Malgré les menaces de sanctions et l’expiration du délai de 30 jours accordé par les autorités, les eaux usées continuent de se déverser à ciel ouvert dans plusieurs quartiers de Conakry. Sur le terrain, le changement tarde encore à se faire sentir.

Pourtant, le 21 janvier dernier, les autorités guinéennes ont durci le ton face au mauvais drainage des eaux usées dans la capitale. Un ultimatum avait été lancé aux citoyens et aux responsables de concessions afin de mettre fin aux déversements anarchiques sur la voie publique. Quelques jours après l’expiration de ce délai, notre reporter a arpenté plusieurs quartiers de la capitale. Sur le terrain, le constat reste préoccupant.

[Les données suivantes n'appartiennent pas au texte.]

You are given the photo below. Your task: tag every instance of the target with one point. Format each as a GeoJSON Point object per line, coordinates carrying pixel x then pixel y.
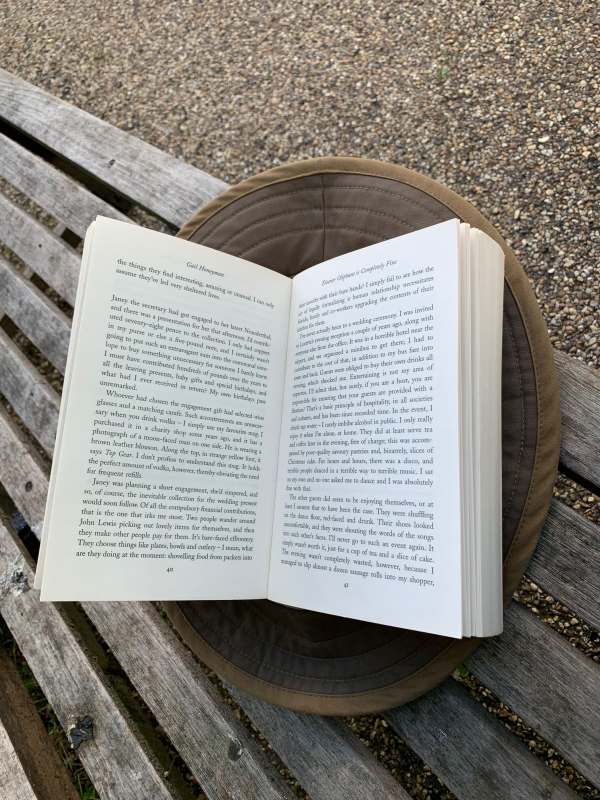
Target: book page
{"type": "Point", "coordinates": [367, 518]}
{"type": "Point", "coordinates": [163, 479]}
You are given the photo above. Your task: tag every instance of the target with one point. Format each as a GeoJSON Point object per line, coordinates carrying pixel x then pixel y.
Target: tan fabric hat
{"type": "Point", "coordinates": [288, 219]}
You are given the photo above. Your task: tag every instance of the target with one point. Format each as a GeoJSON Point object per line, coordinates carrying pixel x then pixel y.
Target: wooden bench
{"type": "Point", "coordinates": [63, 167]}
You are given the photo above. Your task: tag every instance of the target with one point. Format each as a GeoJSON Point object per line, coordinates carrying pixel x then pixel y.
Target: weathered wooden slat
{"type": "Point", "coordinates": [325, 756]}
{"type": "Point", "coordinates": [473, 754]}
{"type": "Point", "coordinates": [39, 319]}
{"type": "Point", "coordinates": [116, 758]}
{"type": "Point", "coordinates": [550, 684]}
{"type": "Point", "coordinates": [119, 159]}
{"type": "Point", "coordinates": [566, 562]}
{"type": "Point", "coordinates": [216, 747]}
{"type": "Point", "coordinates": [22, 473]}
{"type": "Point", "coordinates": [167, 677]}
{"type": "Point", "coordinates": [38, 760]}
{"type": "Point", "coordinates": [31, 396]}
{"type": "Point", "coordinates": [61, 196]}
{"type": "Point", "coordinates": [580, 412]}
{"type": "Point", "coordinates": [41, 250]}
{"type": "Point", "coordinates": [13, 780]}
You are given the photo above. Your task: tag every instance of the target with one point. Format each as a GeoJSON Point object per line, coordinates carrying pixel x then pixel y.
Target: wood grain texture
{"type": "Point", "coordinates": [174, 192]}
{"type": "Point", "coordinates": [326, 757]}
{"type": "Point", "coordinates": [547, 682]}
{"type": "Point", "coordinates": [14, 783]}
{"type": "Point", "coordinates": [42, 251]}
{"type": "Point", "coordinates": [580, 413]}
{"type": "Point", "coordinates": [566, 562]}
{"type": "Point", "coordinates": [473, 754]}
{"type": "Point", "coordinates": [183, 701]}
{"type": "Point", "coordinates": [40, 320]}
{"type": "Point", "coordinates": [38, 757]}
{"type": "Point", "coordinates": [60, 195]}
{"type": "Point", "coordinates": [22, 473]}
{"type": "Point", "coordinates": [116, 758]}
{"type": "Point", "coordinates": [31, 396]}
{"type": "Point", "coordinates": [216, 747]}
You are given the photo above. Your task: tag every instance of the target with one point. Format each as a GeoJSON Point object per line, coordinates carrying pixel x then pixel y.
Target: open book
{"type": "Point", "coordinates": [331, 441]}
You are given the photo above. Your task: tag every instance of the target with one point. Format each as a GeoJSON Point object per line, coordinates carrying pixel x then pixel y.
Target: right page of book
{"type": "Point", "coordinates": [367, 513]}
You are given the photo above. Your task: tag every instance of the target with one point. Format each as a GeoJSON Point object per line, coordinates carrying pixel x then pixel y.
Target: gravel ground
{"type": "Point", "coordinates": [499, 101]}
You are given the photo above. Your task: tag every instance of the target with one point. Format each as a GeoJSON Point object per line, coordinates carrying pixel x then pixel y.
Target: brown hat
{"type": "Point", "coordinates": [288, 219]}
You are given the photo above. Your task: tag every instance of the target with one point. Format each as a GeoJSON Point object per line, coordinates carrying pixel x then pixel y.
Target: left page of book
{"type": "Point", "coordinates": [162, 485]}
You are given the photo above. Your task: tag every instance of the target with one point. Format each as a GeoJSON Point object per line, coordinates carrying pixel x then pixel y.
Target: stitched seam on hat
{"type": "Point", "coordinates": [256, 660]}
{"type": "Point", "coordinates": [253, 205]}
{"type": "Point", "coordinates": [306, 230]}
{"type": "Point", "coordinates": [296, 692]}
{"type": "Point", "coordinates": [380, 190]}
{"type": "Point", "coordinates": [294, 211]}
{"type": "Point", "coordinates": [522, 420]}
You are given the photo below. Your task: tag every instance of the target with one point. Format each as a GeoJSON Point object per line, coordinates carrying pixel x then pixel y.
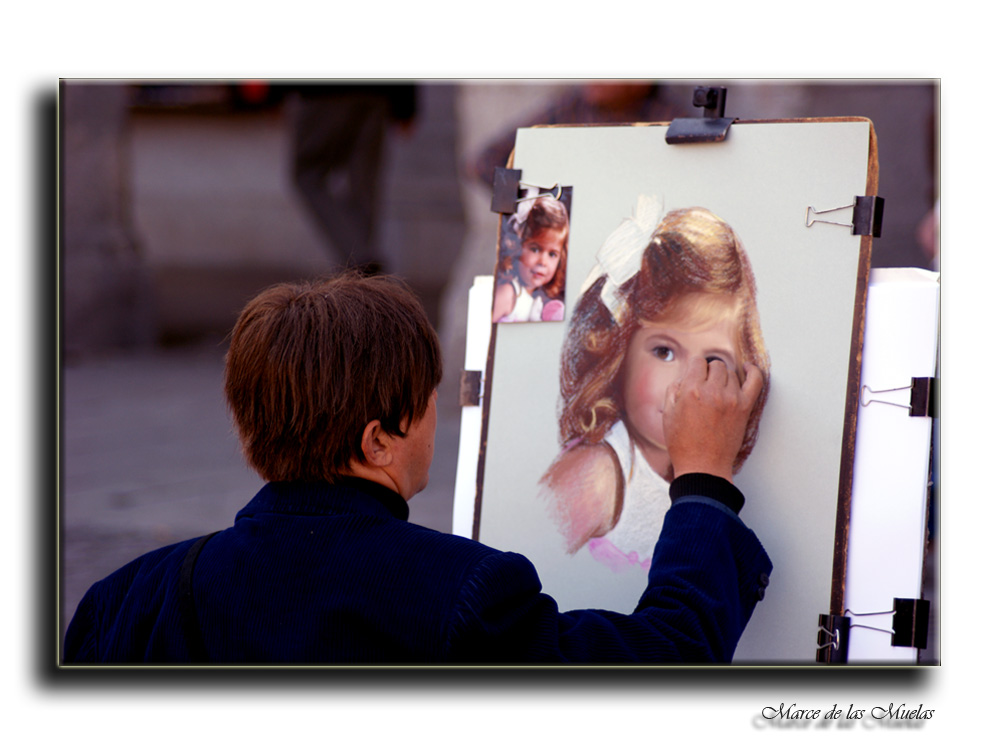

À Lambagny, notamment au centre commercial, des eaux usées mêlées à des résidus domestiques stagnent le long de la chaussée. L’odeur est incommodante. Les rigoles débordent et l’eau sale se fraye un chemin entre les passants et les véhicules.

Installé dans la zone depuis une dizaine d’années, Kanifou Foafan observe la situation avec lassitude. Pour lui, les annonces officielles n’ont pour l’instant produit aucun effet: « Ce communiqué n’a aucun effet pour le moment ici à Lambagny. Regardez devant vous, derrière les taxi-motos et devant les boutiques, c’est le centre commercial, tout le monde passe par ici le matin. Pendant toute la journée, surtout en saison sèche, on marche dans l’eau sale. Ce n’est pas caché. Faites un tour dans le quartier, vous verrez davantage. Moi, ça me fait mal. Je le jure sur mon enfant, chez moi, c’est une question d’éducation, personne n’ose verser l’eau dehors. J’ai moi-même creusé un trou de plus de cinq mètres pour évacuer les eaux usées. Nous sommes huit à la maison », explique-t-il.

Pourtant, les contrevenants s’exposent désormais à des sanctions sévères prévues par les textes en vigueur, une amende pouvant atteindre quinze millions de francs guinéens, assortie d’une peine d’emprisonnement ferme pour mise en danger de la vie d’autrui.

Malgré ces mesures dissuasives, certaines concessions continuent de déverser leurs eaux usées directement sur la chaussée, y compris dans les quartiers résidentiels de la haute banlieue de Conakry. À Sonfonia, Abou Doré affirme avoir pris connaissance du communiqué officiel. Toutefois, il estime que les avertissements ne suffisent pas: « Écoutez, il n’y a aucun effet. De Sonfonia Western Union jusqu’au centre de Sonfonia, regardez le goudron et les bordures de route. Mais si vous entrez entre les concessions, vous verrez la vraie réalité. Il faut sanctionner. C’est difficile, mais c’est la vérité », affirme-t-il.

Quelques jours après la fin de l’ultimatum, la réalité sur le terrain semble donc inchangée. Dans plusieurs concessions, les canaux de drainage continuent de se déverser directement sur la voie publique, exposant les populations à des risques sanitaires évidents.

Le message des autorités était pourtant clair. Mais entre les annonces et leur application effective, le fossé reste encore visible dans les rues de la capitale.